Tiger
An Indian tigress wearing a radio collar wades through a river after being released by wildlife workers in Storekhali forest in the Sundarbans, India, Feb. 24, 2010. Deshakalyan Chowdhury/AFP/Getty Images

Earth has 6,399 distinct mammal species living today, while 96 others have gone extinct in the last 500 years, according to a new database on mammalian diversity. This number is almost 20 percent higher than the previous known figure of 5,416 mammal species that were known in 2005, and a much larger jump from the 4,631 species known in 1993.

The Mammal Diversity Database, which lists the new taxonomy for mammals, is publicly accessible and was founded in 2017 by the American Society of Mammalogists, which funds it along with the National Science Foundation. The website calls itself the “home base for tracking the latest taxonomic changes to species and higher groups of mammals.”

The last estimate of numbers, from 2005, was based on the last edition of the Mammal Species of the World series. The larger number of mammal species included in the new taxonomic database does not necessarily indicate that a lot of previously unknown species were suddenly discovered in the intervening years. Instead, it was a result of “advances in DNA analysis methods and field exploration.”

For instance, closely-related species which resembled each other outwardly were thought to be one and the same till genetic studies showed them to be different. The updated taxonomy includes “1,251 new species recognitions, at least 172 unions, and multiple major, higher-level changes, including an additional 88 genera and 14 newly recognized families,” according to a statement Tuesday.

This is significant because conservation efforts are often decided on the basis of such information — clearly designating distinct species as such, and therefore looking at each one separately — and the last publication of these numbers was about 15 years ago, making them quite outdated. The 2005 edition of Mammal Species of the World was based on taxonomic publications that appeared till the end of 2003.

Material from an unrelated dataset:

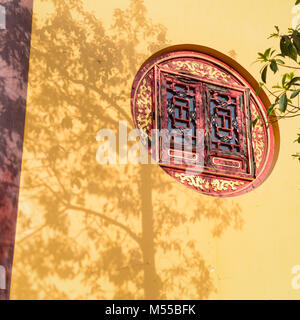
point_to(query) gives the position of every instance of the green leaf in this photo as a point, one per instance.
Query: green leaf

“A big part of what we are aiming to do is centralize known information about mammal species diversity, and thereby democratize access to studying them,” Nathan Upham, a postdoctoral researcher at Yale University and senior author of a study on the subject, said in the statement.

Researchers involved in the study went through over 1,200 relevant publications that have appeared since 2004, and the new digital database is linking species to their geographies and descriptions, to make the information of taxonomical history more accessible.

“Mammals have lagged behind other groups in their taxonomic record-keeping, which is surprising given their relevance as models for disease and human origins. It’s convenient to ignore taxonomy, so many people do — but it’s the essential language for how researchers communicate through time to study biological diversity,” Upham said.

The study appeared online Tuesday in the Journal of Mammalogy, and was coauthored by Philip Kahn from University of California, Berkeley, as well as two students — Connor Burgin from Boise State University, Idaho, and Jocelyn Colella from University of New Mexico, Albuquerque.